Chiara Marletto on The Limits to Certainty in lunch conversation over new computable predictability of the universe from her work on constructor theory, with David Deutsch. In looking at questions about why certain constants and laws happen to be the way they happen to be, the idea of principles or meta-laws constraining  current actual states from within all conceivable possibilities is attractive. Interesting addition to debate on alternatives to greedy reductionism is the concept that impossible states in discrete component systems can be possible in another level of compound system, It’s not just the complexity or any suggestions of reverse causality, simply a principle that such states can be computed. [Also – error correction in computability seems to be complement to mutation in evolution?] Consequences for basic ontology and for causation as the world unfolds seems inescapable, even if the world as a universal quantum computer seems far fetched. Says a lot about fabric of universe as information and about consciousness – and will – as part of that.

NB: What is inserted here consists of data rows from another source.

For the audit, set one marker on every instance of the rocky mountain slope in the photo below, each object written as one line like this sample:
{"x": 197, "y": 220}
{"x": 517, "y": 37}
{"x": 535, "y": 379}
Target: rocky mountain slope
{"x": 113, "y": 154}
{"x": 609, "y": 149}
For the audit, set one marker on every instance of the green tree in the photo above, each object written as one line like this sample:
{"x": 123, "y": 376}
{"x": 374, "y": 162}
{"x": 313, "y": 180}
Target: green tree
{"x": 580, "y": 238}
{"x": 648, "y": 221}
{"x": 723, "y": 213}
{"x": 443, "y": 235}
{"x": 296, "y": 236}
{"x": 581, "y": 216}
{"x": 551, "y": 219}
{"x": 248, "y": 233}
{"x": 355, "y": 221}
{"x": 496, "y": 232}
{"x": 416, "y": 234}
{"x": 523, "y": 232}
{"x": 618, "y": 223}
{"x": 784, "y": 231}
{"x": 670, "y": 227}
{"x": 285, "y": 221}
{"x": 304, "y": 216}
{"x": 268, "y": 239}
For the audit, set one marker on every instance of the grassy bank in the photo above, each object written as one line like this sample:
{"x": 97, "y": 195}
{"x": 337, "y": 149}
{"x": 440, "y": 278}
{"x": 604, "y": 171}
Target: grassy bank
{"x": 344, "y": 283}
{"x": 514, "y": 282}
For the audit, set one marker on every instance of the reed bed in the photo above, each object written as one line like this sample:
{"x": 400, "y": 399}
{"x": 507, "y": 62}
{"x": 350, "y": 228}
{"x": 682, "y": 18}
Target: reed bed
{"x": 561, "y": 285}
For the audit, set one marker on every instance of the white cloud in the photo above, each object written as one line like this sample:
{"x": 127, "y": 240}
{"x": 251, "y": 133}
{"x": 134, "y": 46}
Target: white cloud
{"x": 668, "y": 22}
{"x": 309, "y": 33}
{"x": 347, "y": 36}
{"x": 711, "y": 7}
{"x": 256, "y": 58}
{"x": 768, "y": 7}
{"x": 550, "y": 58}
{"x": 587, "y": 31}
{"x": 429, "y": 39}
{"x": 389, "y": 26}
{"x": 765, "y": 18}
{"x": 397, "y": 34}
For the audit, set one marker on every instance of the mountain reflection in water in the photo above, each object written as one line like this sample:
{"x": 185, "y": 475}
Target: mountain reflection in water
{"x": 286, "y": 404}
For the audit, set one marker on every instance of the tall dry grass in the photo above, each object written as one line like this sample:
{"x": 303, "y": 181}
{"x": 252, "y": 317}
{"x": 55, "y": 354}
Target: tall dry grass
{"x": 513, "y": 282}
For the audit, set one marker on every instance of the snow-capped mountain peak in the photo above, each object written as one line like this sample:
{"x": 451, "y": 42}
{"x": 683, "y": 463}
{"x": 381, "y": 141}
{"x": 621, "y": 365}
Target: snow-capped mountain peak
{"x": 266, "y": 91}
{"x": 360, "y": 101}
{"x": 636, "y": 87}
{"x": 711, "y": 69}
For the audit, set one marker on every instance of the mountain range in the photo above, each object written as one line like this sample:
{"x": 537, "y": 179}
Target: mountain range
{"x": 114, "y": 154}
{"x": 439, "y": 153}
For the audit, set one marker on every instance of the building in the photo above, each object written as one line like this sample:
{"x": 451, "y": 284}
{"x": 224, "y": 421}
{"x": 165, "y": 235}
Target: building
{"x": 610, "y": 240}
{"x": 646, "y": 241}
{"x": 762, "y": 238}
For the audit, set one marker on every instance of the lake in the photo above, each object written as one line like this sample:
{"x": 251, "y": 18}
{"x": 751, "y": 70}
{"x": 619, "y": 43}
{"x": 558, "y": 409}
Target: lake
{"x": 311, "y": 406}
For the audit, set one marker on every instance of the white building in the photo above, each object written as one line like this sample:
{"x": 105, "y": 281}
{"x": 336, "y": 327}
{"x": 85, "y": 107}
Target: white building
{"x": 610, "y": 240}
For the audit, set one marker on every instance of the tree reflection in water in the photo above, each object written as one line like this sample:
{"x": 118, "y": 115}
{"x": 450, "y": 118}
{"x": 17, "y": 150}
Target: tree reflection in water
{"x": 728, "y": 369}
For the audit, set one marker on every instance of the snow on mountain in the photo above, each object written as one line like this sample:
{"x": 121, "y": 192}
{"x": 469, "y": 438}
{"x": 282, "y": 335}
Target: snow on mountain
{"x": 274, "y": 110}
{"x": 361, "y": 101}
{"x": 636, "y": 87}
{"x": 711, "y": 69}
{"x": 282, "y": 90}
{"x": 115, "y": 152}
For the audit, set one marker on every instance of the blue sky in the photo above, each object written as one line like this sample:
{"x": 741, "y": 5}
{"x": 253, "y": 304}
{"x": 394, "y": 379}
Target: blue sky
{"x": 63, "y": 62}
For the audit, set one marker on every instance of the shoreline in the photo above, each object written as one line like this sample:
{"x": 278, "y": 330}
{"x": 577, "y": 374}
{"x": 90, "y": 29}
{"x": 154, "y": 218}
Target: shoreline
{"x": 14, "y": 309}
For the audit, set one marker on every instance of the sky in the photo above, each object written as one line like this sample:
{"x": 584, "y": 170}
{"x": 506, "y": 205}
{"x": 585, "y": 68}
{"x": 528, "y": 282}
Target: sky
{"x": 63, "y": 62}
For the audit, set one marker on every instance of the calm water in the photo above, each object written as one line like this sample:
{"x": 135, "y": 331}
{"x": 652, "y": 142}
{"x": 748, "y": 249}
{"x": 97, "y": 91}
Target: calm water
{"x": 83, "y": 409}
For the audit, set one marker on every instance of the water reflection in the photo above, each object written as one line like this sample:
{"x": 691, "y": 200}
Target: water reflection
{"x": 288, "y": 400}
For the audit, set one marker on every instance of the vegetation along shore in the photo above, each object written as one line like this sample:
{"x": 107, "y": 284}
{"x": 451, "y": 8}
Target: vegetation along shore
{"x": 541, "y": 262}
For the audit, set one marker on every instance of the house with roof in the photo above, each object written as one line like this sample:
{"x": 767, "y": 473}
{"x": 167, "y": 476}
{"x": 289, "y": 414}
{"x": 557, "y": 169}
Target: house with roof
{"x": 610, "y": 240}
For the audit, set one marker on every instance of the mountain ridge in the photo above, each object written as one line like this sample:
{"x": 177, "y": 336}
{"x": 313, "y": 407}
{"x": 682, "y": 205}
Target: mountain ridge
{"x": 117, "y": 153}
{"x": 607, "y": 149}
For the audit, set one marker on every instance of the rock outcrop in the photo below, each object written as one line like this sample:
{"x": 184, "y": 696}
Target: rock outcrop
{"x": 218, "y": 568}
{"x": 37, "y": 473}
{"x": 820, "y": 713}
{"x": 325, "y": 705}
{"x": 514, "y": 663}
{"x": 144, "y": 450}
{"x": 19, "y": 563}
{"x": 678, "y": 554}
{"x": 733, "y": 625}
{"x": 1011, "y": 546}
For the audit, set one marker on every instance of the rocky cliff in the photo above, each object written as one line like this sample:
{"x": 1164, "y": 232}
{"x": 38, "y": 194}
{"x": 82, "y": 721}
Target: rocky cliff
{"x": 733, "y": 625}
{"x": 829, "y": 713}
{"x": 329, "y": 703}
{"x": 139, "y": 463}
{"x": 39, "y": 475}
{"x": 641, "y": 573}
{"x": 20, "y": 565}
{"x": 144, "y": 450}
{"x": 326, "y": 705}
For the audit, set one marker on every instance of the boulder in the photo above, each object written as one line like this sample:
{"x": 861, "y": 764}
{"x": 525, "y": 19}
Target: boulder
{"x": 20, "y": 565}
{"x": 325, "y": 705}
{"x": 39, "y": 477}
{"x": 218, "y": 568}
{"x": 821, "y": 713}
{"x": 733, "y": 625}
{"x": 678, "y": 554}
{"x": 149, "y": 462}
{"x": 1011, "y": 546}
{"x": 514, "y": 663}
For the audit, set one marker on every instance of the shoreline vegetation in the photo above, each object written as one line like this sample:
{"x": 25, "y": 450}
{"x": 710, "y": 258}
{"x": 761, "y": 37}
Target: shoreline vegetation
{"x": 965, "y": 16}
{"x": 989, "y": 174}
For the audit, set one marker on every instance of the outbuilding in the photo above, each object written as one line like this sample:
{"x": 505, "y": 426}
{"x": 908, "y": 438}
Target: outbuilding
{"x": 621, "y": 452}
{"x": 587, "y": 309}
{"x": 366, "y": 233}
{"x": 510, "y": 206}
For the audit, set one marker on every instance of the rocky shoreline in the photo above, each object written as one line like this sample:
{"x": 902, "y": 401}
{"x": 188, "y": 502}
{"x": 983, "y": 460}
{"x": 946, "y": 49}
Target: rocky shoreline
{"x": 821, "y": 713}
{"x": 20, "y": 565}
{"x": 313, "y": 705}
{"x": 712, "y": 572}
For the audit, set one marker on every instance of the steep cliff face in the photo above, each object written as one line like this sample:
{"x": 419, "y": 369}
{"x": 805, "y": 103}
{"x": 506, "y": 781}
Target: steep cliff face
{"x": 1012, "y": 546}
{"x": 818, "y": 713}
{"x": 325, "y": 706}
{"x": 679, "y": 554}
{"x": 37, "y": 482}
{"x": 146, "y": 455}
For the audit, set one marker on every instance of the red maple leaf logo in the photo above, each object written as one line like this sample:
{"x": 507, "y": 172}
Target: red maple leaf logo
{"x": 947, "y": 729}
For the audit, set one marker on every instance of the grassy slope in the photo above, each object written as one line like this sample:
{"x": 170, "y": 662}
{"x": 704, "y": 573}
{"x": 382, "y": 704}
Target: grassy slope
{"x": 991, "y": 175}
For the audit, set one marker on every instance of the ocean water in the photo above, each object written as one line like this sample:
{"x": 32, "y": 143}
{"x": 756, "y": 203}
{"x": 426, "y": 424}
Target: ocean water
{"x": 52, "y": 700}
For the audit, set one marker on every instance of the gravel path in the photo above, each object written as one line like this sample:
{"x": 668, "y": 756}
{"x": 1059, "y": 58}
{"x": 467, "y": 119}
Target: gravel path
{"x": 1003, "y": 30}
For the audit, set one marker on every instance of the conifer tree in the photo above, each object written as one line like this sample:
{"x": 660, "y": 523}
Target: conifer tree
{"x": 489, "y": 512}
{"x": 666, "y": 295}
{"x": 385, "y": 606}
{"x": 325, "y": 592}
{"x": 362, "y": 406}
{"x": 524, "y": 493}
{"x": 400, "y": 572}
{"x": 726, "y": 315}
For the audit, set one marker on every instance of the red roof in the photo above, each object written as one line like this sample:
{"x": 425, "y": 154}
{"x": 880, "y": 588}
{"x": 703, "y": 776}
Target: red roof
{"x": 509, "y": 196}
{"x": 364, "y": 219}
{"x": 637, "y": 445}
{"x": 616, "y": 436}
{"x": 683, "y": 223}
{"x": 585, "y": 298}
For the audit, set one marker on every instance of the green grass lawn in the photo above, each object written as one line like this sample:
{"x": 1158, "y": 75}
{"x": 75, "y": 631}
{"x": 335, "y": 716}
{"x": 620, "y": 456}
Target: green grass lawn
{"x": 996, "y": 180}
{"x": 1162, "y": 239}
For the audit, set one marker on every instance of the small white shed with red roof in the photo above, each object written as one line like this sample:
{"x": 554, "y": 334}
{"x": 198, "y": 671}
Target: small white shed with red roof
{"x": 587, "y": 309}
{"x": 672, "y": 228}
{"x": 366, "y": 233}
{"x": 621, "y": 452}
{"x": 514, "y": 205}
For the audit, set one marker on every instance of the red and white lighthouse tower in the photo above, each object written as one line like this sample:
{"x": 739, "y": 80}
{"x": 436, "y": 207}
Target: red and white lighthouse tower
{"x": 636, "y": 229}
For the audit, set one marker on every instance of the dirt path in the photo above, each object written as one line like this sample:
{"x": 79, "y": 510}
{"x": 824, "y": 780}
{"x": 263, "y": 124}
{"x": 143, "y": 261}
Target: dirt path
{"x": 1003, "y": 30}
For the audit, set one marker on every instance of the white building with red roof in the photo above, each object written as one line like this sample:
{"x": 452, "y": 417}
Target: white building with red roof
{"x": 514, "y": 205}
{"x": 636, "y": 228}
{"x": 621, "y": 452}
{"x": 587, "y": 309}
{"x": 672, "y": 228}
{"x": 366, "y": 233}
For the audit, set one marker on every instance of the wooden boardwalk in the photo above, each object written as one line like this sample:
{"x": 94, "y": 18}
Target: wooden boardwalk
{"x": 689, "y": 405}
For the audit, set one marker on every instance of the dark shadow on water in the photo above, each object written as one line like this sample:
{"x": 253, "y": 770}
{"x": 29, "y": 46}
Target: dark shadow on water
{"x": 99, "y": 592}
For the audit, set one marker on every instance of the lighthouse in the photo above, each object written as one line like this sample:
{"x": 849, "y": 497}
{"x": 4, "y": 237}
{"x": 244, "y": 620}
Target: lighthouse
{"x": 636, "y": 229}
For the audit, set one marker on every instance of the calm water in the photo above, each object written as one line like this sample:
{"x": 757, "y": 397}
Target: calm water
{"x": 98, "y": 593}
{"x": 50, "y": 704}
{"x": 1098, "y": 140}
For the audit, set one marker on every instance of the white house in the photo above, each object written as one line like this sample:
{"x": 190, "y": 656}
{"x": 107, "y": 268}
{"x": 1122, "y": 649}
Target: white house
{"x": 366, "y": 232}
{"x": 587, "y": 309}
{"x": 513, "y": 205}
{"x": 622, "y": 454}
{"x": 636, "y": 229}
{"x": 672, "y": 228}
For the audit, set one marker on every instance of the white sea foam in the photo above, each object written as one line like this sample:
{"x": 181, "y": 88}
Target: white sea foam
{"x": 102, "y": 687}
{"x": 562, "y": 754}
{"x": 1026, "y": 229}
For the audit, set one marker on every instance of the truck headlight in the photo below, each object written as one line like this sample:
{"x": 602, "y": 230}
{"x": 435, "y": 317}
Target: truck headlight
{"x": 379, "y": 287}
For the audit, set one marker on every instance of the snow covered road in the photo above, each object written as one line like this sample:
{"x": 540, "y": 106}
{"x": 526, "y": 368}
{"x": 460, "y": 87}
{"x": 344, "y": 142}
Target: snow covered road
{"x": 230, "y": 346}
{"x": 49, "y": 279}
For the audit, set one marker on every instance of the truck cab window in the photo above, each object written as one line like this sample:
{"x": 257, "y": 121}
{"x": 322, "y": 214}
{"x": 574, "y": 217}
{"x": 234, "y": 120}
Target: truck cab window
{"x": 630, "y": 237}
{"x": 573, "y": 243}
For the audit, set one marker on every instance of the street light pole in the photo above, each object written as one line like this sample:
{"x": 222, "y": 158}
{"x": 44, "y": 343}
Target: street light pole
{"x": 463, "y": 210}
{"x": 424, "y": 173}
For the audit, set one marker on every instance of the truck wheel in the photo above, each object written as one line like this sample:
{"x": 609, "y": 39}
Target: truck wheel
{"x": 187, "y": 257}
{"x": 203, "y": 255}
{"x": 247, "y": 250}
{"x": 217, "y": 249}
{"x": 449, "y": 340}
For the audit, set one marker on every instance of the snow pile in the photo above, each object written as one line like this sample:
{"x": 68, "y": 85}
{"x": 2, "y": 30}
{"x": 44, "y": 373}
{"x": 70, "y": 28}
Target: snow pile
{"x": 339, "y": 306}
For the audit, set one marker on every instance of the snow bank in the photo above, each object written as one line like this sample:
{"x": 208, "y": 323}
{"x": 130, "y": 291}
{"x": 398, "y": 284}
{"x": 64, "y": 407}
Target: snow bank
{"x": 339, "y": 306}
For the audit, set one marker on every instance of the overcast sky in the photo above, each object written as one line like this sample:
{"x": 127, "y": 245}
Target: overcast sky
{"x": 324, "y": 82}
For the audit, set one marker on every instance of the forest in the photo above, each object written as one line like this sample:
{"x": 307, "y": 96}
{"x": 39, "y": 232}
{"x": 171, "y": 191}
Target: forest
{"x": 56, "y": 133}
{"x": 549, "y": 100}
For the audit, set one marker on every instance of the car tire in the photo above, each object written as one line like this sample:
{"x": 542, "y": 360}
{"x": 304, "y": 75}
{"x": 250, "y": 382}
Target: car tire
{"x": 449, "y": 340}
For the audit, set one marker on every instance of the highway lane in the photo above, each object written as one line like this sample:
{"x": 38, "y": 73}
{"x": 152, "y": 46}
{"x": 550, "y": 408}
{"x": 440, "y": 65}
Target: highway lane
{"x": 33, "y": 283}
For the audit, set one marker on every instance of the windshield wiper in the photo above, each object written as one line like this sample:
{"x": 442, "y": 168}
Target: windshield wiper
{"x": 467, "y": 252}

[Terry Eagleton on The Swindle of the New. Traditional conservatism and acceptance of history and inevitable aspects of a future based on history mediated by the now are far from bad … innovation is not good in and of itself.]

Empty Brain – Empty Project

I criticised the Human Brain Project about this time last year, and recently responded to this Aeon piece by Robert Epstein;

“The Empty Brain.
Your brain does not process information,
retrieve knowledge or store memories.
In short: your brain is not a computer.”

Well actually, of course, I say it does and it is;

Your brain does process information,
does store memories
and does retrieve knowledge.
It does do computation.

What’s wrong is the component model of a computer as some kind of CPU plus RAM/Storage. As I said when I commented earlier in the week, it’s actually a good article (recommended again today by Massimo Pigliucci) it just suffers from headline-writer’s click-bait.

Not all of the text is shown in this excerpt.